# My dogs



## Guest (Nov 2, 2007)

First of i'll introduce Kaiser he's the youngest at only 19 months old he's an Irish stafford which is just a name of a breeding between bull terrier and staffy



















Next is Tara she is kaiser's mum, she's 4 years old.


----------



## Guest (Nov 2, 2007)

And finally Lucy a 8 year old yorky x JR



















all together


----------



## Guest (Nov 2, 2007)




----------



## wencar (Nov 2, 2007)

they all look great and look like they having great fun in the sea bless them all


----------



## Guest (Nov 2, 2007)

Nice dogs Tina!


You are going to have to forgive my ignorance, I thought the Irish staff was basically another name for pit bull??


Please feel free to correct me, as i dont mean to offend!


----------



## jo-ann (Nov 2, 2007)

wow a lovely set of dogs


----------



## Guest (Nov 2, 2007)

You have some nice dogs there Tina and great to see some nice big pics! not that I am short sighted or anything ha ha just had to get the magnifier out to see the small ones!


----------



## Vixen (Nov 2, 2007)

very cute dogs


----------



## Guest (Nov 3, 2007)

Irish staff is a term used by breeders for a staffy cross bull terriers - which i think have been breeding together for over 50 years.
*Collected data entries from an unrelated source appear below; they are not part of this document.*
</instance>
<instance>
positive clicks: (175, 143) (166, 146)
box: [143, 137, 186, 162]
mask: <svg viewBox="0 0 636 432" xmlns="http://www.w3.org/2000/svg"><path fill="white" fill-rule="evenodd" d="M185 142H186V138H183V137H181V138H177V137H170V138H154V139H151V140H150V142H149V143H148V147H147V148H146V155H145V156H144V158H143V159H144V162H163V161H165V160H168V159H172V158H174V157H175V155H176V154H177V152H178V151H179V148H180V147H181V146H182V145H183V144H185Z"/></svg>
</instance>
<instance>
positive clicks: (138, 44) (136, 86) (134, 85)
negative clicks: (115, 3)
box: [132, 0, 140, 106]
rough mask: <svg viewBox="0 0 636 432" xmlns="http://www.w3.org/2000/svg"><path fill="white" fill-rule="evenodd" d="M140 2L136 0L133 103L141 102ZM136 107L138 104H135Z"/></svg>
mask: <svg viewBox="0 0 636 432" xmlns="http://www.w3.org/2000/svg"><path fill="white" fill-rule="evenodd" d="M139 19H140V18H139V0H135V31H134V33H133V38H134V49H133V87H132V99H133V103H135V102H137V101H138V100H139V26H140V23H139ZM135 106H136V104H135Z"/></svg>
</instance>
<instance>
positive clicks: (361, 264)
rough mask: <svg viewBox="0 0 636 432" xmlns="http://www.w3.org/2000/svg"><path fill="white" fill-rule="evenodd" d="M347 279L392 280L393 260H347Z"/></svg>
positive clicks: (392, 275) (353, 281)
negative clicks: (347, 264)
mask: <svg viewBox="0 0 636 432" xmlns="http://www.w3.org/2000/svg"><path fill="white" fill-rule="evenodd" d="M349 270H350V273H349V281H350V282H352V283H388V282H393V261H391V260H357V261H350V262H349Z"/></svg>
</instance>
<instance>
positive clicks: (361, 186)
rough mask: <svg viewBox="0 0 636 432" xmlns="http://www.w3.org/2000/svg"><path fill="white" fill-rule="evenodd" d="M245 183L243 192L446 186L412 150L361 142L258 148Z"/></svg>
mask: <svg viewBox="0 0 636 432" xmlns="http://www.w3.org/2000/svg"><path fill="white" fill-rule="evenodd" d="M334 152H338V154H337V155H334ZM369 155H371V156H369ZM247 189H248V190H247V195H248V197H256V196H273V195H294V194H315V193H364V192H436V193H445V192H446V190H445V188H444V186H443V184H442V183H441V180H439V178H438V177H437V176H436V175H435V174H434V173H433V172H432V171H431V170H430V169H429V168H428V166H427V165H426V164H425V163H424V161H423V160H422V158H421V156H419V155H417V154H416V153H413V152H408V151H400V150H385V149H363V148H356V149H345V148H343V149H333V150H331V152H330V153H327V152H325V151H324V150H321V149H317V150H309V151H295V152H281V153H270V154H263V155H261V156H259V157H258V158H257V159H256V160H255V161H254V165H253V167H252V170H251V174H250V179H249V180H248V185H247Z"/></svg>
Thanks for the great comments


----------



## Guest (Nov 3, 2007)

jace said:


> i believe if pitbull was brought up from pup with proper love and affection and a firm hand they would be no more trouble than a stafford, idiots who put them in "pits" to kill each other deserve a lot more than six moths in jail sorry for rant but hate the idea of my dogs getting hurt and dont see why any dog sould either


I totally agree with you, only bad ownership makes a bad pet




Tina said:


> Irish staff is a term used by breeders for a staffy cross bull terriers - which i think have been breeding together for over 50 years.
> Thanks for the great comments


Thanks!


----------



## Guest (Nov 3, 2007)

No problem


----------